Intervenção de António Filipe na Assembleia de República

Contrapartidas - um dos maiores escândalos financeiros

Senhora Presidente,
Senhores Deputados,

Em 2003, o Governo PSD/CDS-PP, tendo como Primeiro-Ministro o Dr. José Manuel Barroso, e como Ministro da Defesa Nacional o Dr. Paulo Portas, sempre preocupados com o controlo da despesa pública, comprou à empresa alemã Man Ferrostaal, dois submarinos, pela quantia de 1.070 milhões de euros.

De acordo com a engenharia financeira consagrada na Lei de Programação Militar, aprovada pelos partidos da troika, o Estado Português pagou 185 milhões de euros até 2011, entre 2012 e 2017 pagará 410 milhões de euros, entre 2018 e 2023 pagará mais 407 milhões. Os submarinos só estarão pagos em 2026. Entretanto, os portugueses veem os subsídios de férias e de natal ir por água abaixo, porque, de acordo com o PSD e o CDS, andaram a viver acima das suas possibilidades.

Como é sabido, a aquisição de equipamentos militares deveria, nos termos da lei, gerar contrapartidas para a indústria nacional. Nos termos do Decreto-Lei n.º 154/2006, contrapartidas, “são as compensações acordadas entre o Estado e um fornecedor de material de defesa, “suscetíveis de contribuir para o desenvolvimento industrial da economia portuguesa e consequente aumento do valor económico associado à aquisição”. Os efeitos das contrapartidas na economia portuguesa devem ser “estruturantes e inovadores, designadamente através do desenvolvimento de capacidades empresariais competitivas nos mercados internacionais”, e “devem contribuir também para a criação de capacidades empresariais na área das indústrias de defesa”.

No caso concreto dos submarinos, nos termos do contrato assinado em 23 de Abril de 2004 entre o Estado Português e o GSC (German Submarine Consortium), para vigorar entre 2004 e 2012, as contrapartidas a gerir pela empresa Ferrostaal, ascenderiam a 1.210 milhões de euros.
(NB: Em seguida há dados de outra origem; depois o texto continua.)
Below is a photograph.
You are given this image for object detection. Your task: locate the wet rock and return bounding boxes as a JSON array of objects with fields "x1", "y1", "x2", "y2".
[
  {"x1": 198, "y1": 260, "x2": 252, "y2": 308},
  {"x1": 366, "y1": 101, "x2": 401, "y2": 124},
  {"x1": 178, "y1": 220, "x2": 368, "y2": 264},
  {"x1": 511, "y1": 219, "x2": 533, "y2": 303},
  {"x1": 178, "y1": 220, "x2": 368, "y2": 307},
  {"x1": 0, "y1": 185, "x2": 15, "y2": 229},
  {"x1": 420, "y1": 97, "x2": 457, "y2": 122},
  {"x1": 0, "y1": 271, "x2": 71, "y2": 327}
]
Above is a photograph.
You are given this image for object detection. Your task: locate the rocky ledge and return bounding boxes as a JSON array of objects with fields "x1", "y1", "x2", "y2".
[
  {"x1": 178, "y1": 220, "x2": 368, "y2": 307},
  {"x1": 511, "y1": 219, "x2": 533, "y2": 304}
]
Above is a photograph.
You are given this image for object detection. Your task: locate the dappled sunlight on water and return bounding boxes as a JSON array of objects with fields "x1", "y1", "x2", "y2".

Nos primeiros seis anos do contrato, ou seja, entre 2004 e 2010, 19 dos 39 projetos incluídos no programa não tinham registado qualquer movimento. Entretanto, surgiram processos criminais por corrupção, na Justiça alemã, com arguidos já condenados, e na Justiça Portuguesa, por burla qualificada e falsificação de documentos, que, como se sabe estão em fase de julgamento.
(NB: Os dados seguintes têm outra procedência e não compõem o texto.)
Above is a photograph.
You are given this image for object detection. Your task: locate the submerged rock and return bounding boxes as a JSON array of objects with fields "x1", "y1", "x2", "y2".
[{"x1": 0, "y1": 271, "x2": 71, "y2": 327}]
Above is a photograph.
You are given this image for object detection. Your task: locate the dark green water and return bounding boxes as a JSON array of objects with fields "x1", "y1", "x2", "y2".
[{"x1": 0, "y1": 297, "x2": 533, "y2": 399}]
Passando por cima de pormenores pouco edificantes, descritos no relatório da Comissão Permanente de Contrapartidas relativo a 2011, o facto é que em 30 de Março de 2012, data desse relatório, do montante de 1210 milhões de euros que constava do contrato, estavam validadas contrapartidas no valor de 489 milhões de euros e estavam em litígio contrapartidas no valor de 261 milhões. Ou seja: 721 milhões de euros de contrapartidas estavam e estão por cumprir.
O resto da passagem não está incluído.